On the chopping block: 100 DCE registrations slated for cancellation
- Contributors
- Aug 14
- 2 min read

In a press release issued last week, AUSTRAC announced a campaign to target cancellation of remittance registrations following its “use or lose it” blitz on digital currency exchange (DCE) registrations earlier this year. In that context, the AML/CTF regulator quietly confirmed that 100 DCE registrations are slated for cancellation out of a total believed to exceed 400. 22 DCE registrations were handed in. The crackdown targeted DCEs that appear inactive, with AUSTRAC directly contacting businesses that have not demonstrated trading activity (e.g. by making suspicious matter reports).
In a press release announcing the campaign, AUSTRAC Chief Executive Officer Brendan Thomas labelled DCEs a high-risk sector and stated that inactivity opens the door for criminals to exploit a company's enrolment status.
Inactive businesses are vulnerable to being bought and co-opted by criminals…We’re aiming to protect consumer confidence in AUSTRAC registration and limit the potential for improper sale and use of DCE businesses.
As registration with AUSTRAC is a legal prerequisite for offering cryptocurrency-to-fiat services (including crypto ATMs), maintaining an accurate and up-to-date registration is critical. Registrants are required to notify AUSTRAC of a number of matters, including if their business model changes or if they cease to provide DCE services.
The “use or lose it” initiative follows AUSTRAC’s broader push to tighten oversight of digital assets, including new enforcement actions and guidance on anti-money laundering risks related to crypto. DCEs have been in AUSTRAC's crosshairs for some time, having previously moved to crack down on unregistered cryptocurrency ATMs and implemented stronger expectations around AML/CTF compliance for DCEs.
The regulator has also confirmed that it will soon launch a publicly searchable DCE register, allowing customers to easily verify whether a crypto exchange is registered and subject to AUSTRAC’s regulatory oversight. This is a positive development for consumers seeking to assess the bona fides of cryptocurrency exchanges and whether they comply with Australian laws (albeit that the current regime’s scope is limited only to AML/CTF compliance).
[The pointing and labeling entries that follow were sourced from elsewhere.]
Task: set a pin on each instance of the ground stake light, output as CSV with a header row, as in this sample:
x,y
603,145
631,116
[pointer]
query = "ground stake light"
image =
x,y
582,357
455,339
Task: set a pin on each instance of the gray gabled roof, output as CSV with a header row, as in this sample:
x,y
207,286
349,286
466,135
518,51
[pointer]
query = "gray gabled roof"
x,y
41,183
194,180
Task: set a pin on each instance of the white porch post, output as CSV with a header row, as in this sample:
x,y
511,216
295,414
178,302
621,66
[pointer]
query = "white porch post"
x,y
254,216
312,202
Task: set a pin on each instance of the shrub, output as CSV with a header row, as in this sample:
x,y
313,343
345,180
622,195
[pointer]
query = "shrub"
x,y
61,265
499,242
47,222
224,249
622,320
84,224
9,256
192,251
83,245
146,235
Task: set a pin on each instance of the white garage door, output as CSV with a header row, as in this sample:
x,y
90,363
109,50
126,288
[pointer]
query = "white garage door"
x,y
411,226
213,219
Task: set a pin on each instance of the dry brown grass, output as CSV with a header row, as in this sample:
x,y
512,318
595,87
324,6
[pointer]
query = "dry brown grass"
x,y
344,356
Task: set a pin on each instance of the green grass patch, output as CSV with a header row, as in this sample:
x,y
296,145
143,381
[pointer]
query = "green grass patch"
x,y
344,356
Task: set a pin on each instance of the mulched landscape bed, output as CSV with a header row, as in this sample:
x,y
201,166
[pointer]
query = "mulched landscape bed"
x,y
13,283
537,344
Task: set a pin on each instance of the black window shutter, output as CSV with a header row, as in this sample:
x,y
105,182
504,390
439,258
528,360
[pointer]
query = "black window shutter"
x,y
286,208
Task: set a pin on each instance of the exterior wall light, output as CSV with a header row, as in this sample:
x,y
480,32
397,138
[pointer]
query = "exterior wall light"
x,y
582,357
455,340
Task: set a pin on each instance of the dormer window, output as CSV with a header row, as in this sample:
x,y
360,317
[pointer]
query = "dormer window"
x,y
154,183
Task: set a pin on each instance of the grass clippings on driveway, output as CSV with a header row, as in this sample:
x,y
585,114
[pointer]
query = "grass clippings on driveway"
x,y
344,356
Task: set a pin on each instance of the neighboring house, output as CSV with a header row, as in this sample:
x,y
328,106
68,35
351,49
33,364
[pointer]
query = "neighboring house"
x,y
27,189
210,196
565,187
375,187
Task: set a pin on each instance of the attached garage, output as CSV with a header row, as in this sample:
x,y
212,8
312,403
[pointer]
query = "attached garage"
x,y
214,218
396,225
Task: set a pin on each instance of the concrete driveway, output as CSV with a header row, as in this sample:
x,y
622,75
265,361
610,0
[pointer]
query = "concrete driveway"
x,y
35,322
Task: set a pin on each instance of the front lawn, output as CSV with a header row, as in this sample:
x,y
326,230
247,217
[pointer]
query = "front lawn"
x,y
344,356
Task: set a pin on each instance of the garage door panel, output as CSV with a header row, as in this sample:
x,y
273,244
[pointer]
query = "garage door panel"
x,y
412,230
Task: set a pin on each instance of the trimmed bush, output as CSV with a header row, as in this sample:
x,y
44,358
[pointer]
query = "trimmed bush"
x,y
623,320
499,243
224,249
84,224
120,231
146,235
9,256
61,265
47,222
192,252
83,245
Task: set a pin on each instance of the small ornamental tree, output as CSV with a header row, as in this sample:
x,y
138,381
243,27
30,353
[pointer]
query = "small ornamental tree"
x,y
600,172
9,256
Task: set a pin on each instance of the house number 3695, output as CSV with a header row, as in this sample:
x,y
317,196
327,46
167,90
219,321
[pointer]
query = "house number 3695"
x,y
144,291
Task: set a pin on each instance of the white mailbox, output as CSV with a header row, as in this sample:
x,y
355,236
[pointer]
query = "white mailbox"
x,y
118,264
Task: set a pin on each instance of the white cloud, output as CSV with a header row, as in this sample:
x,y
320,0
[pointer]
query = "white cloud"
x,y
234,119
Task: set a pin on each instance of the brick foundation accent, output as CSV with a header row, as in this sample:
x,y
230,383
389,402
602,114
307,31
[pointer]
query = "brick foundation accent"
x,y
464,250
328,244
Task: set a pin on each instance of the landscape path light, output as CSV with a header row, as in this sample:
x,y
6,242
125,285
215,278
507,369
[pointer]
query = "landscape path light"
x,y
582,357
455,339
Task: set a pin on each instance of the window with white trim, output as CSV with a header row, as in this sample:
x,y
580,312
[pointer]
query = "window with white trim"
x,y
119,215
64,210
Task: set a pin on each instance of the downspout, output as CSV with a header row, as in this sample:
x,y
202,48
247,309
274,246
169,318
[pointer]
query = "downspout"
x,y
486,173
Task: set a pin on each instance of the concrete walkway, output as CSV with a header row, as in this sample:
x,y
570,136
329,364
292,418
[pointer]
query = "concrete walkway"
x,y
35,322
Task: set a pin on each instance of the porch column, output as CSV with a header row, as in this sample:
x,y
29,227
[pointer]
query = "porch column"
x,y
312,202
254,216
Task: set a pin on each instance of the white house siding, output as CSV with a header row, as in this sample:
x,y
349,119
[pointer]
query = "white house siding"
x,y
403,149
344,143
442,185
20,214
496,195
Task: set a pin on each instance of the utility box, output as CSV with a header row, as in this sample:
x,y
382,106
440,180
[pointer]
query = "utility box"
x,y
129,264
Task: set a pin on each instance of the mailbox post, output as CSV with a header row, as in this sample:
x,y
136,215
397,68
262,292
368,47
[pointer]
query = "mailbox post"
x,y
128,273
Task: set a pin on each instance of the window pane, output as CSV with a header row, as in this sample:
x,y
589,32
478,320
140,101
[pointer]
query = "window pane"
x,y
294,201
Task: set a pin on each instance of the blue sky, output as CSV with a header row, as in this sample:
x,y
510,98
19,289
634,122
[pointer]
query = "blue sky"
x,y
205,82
With amendments to the Anti-Money Laundering and Counter-Terrorism Financing Act 2006 (Cth) (AML/CTF Act) set to enter into force in March next year, the current DCE regime will transition to a VASP regime with a wider range of designated services, more onerous registration requirements and compliance obligations. The Federal Government is also expected to move forward with a broader licensing regime for digital asset custodians under the Australian financial services licensing regime.
For those digital currency exchanges facing cancellation, the choices are stark. For some cancellation of a registration will mean cessation of business activities and likely insolvency. For others, the cancellation of a registration by the AUSTRAC CEO may be the subject of review under administrative law. For others, some combination of restructuring and sale may be possible although the cancellation of a registration may pose a considerable impediment to available options.
AUSTRAC will now turn its attention to the remittance register with a further cleanup campaign and as we approach year end, preparations for the entry into force of significant amendments to the AML/CTF Act which will apply to all reporting entities as well as the virtual asset sector.